China has come up with a post-COVID-19 recovery package focusing on stability and tech innovation, without a GDP growth target. Nicholas Chui of Aberdeen Standard explained the logic behind this unusual package and shared his new equity investment themes.
29 June 2020
Recently, the Chinese government revealed its economic recovery package post-COVID-19. Much different from the 4-trillion RMB stimulus package China adopted in 2008 amid the global financial crisis, this recovery package has a much smaller headline figure but has a clear focus on supporting economic stability, SME development and technology innovation. It is also the first time for decades that China has scrapped a GDP growth target. What is the logic behind this unusual package and how does it translate into equity investment themes in China? ATC Initiative interviewed Nicolas Chui, Investment Director of Aberdeen Standard and Lead Manager of Aberdeen Global China A Shares Equity fund, one of the largest China A-Shares equity funds with USD3.4 billion under management.
Other interviews in our ViewPoints Series
Q: Chinese government recently announced its COVD-19 economic recovery package. What is it aimed to achieve?
- Two main goals of this package: stability and growth.
- Stability: Targeted lending to SMEs, which has growing importance as employers in the economy;
- Growth: Targeted lending to IT-related infrastructure (5G, AI, IOT) which represents the future.
Q: For the first time in many decades, China has not set a GDP growth rate target for this year. How do you interpret this change?

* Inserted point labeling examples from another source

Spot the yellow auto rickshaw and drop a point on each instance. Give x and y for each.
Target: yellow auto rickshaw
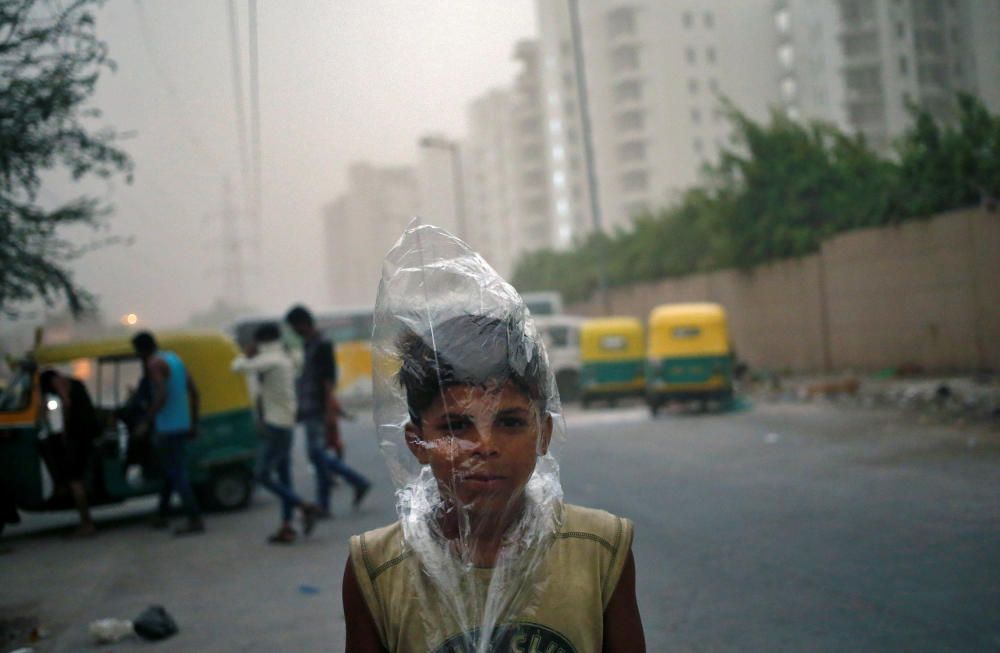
(220, 460)
(688, 356)
(611, 357)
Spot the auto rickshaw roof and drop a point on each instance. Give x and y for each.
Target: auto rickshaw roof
(700, 311)
(121, 346)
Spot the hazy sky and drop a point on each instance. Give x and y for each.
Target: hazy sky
(340, 81)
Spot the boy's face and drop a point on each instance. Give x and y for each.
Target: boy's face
(481, 443)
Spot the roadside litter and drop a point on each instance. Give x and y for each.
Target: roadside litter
(154, 623)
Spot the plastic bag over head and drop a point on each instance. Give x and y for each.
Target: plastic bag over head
(468, 418)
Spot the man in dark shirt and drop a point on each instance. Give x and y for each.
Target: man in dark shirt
(72, 449)
(316, 408)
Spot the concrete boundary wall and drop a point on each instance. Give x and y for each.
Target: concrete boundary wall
(926, 293)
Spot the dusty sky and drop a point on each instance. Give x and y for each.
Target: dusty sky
(341, 80)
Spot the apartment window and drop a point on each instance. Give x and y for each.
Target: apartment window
(786, 55)
(625, 58)
(788, 88)
(529, 125)
(632, 151)
(621, 22)
(635, 181)
(630, 120)
(636, 209)
(628, 91)
(783, 20)
(531, 152)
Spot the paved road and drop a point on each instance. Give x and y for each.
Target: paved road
(782, 528)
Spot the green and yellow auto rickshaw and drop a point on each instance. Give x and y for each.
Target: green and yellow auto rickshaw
(688, 356)
(220, 460)
(611, 357)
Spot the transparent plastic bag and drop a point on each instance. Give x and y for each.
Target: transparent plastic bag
(469, 420)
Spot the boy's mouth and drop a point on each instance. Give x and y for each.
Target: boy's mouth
(481, 479)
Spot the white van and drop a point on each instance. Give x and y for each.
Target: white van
(561, 334)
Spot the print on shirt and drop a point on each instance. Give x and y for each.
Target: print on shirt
(520, 637)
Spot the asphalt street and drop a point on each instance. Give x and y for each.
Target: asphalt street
(785, 527)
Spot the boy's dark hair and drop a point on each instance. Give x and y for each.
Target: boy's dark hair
(46, 380)
(267, 332)
(144, 343)
(299, 315)
(469, 350)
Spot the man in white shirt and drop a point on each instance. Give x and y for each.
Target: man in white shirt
(275, 373)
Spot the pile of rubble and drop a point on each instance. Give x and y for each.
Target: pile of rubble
(970, 398)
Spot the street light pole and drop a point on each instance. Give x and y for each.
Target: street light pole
(458, 180)
(588, 153)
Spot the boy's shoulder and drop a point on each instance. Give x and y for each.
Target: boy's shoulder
(594, 524)
(380, 549)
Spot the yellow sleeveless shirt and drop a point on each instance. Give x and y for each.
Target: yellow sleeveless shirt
(573, 585)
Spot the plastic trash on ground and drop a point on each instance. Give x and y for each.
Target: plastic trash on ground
(108, 631)
(454, 340)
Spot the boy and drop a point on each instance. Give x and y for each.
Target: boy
(488, 574)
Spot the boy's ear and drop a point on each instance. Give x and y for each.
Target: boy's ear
(415, 441)
(545, 437)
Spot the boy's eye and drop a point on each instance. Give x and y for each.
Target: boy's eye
(454, 424)
(512, 422)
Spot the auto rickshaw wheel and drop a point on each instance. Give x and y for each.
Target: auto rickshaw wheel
(229, 488)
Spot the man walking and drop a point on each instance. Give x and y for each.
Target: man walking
(172, 420)
(317, 411)
(274, 370)
(72, 448)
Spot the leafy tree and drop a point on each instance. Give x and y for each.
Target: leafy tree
(943, 167)
(780, 190)
(50, 61)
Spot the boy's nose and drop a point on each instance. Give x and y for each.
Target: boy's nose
(485, 444)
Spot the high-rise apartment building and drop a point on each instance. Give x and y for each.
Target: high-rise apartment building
(655, 71)
(360, 227)
(902, 52)
(809, 61)
(488, 175)
(508, 201)
(563, 128)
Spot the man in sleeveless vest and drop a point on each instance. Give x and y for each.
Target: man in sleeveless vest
(172, 420)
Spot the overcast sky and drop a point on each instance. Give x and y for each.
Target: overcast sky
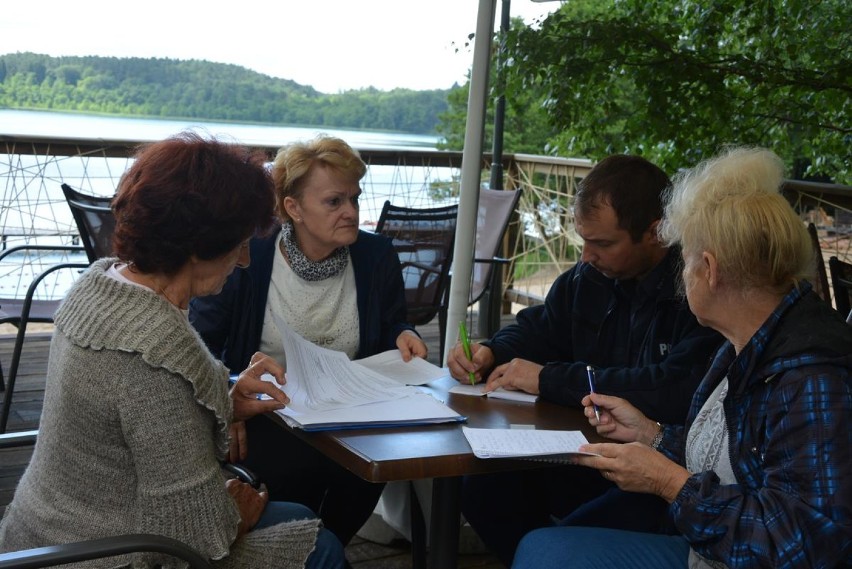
(331, 45)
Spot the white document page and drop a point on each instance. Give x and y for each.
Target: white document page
(319, 379)
(478, 390)
(504, 443)
(416, 371)
(418, 408)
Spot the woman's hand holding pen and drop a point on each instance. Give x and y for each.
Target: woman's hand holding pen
(244, 392)
(482, 359)
(635, 467)
(620, 421)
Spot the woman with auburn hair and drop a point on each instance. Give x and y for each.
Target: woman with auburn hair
(137, 412)
(338, 287)
(760, 474)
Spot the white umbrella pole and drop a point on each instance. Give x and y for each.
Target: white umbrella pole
(463, 251)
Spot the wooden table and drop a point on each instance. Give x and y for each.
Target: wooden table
(440, 452)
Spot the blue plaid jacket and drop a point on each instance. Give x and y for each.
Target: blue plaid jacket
(789, 415)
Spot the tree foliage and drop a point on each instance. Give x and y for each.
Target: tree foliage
(526, 128)
(675, 80)
(204, 90)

- It is a very sensible approach in the highly dynamic and uncertain situation, providing more flexibility to the business entities;
- It avoids unnecessary pressure on local government to embark on projects with unintended consequences;
- It reflects the maturity of the central government in decision making.
Q: What are the major differences between China’s 2008 stimulus package and 2020 recovery fiscal measures and what is the logic behind these differences?
- No big-bang headline number this time; “under-promise, over-deliver” instead of “over-promise, under-deliver”;
- Since 2008, the economy has transformed in terms of GDP mix from infrastructure driven to consumption/service driven.
- In 2008 money mainly flew to tradition infrastructure (roads, railways, etc.). Now in this package, there is still infrastructure investment but mainly in high-tech infrastructure as an enabler to growth in other areas such as consumption and healthcare.
Q: What role can China play in the world economic recovery this time?
- China will continue to be a key source of supply and demand. COVID-19 impact will be temporary rather structural;
- China came out of the crisis earlier and in better shape; the speed of response has been fast; City lockdown time, if needed, is getting shorter. All these boost confidence of minimum disruption of supply;
- Demand-side: people are coming out to spend, making a contribution to global demand;
- China will act as a stabilizer post-COVID-19 with even more importance.
Q: Which sectors/asset classes will the fiscal measure benefit and what are the major equity investment themes in China in the short and long term?
- Increasing capital will go to technology infrastructures such as 5G and AI. We are excited by this sub-sector;
- Consumption and healthcare are indirect beneficiaries of the package. They will be boosted by the technology enabler such as 5G.
Q: What is Aberdeen Standard’s investment approach to China market? How has your fund fared during the pandemic and how did you investors react? What is your suggestion to global investors in their steps to allocate to China market?
- Aberdeen Standard’s China A-share investment key compass:
- (1 )Bottom-up quality-driven approach;
- (2) Attention to corporate governance;
- A lot of global investors still underweight China in their portfolio, which will need to change;
- We believe active investment with quality bias in China provide more benefit than simply investing in a benchmark;
- ESG, especially corporate governance, can unlock additional alpha if a manager can effectively engage with the underlying companies to improve their corporate governance.